Perhaps the most important reason I’m bullish on Google is that they incorporated Gemini answers into Google search results (called AI Overview) before it was perfect. Almost immediately people began dunking on Google for the various gaffs from AI Overview. Below is just one example, and there are some other egregious screenshots in this thread, all unconfirmed as they are screenshots.
Why would I be bullish on Google for releasing answers that should embarrass them? Because the biggest risk to Google is to become a company that has too much to lose, and therefore fails to experiment and innovate. Companies at that scale will usually be on the losing end of the innovator’s dilemma because product launches will be blocked by a myriad of functions. But if I were a competitor to Google, I’d be worried, because releasing AI Overview despite the gaffs means Google shed its inability to launch and learn.

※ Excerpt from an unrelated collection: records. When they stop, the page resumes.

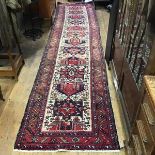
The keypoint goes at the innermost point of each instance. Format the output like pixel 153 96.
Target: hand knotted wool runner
pixel 69 107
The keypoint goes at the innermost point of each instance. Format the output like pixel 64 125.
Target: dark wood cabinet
pixel 131 52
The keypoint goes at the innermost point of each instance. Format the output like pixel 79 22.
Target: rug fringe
pixel 61 150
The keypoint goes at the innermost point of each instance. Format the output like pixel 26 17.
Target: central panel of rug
pixel 69 107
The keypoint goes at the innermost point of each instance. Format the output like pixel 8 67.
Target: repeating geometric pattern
pixel 69 107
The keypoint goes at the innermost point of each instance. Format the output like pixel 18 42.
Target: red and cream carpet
pixel 69 107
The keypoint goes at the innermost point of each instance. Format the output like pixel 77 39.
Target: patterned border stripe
pixel 69 107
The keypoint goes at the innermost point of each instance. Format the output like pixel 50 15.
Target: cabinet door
pixel 46 8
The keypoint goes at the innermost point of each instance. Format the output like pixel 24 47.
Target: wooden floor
pixel 12 111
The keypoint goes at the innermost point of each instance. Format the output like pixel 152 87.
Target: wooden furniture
pixel 131 53
pixel 1 95
pixel 11 62
pixel 46 8
pixel 143 136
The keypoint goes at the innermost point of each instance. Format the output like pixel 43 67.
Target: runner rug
pixel 69 107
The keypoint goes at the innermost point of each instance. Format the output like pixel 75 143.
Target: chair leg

Given estimates of 8.5 billion queries per day, even if Gemini were 99% accurate, the 1% hallucination rate would mean 85 million potential screenshots per day of Google providing comically wrong answers. At Google’s scale, that would certainly result in many gaffs. The flipside, however, is that Google has a scale of potential learning and optimization that no other company has today. So if Google can begin to reduce that number, and their models will only get better from here, watch out.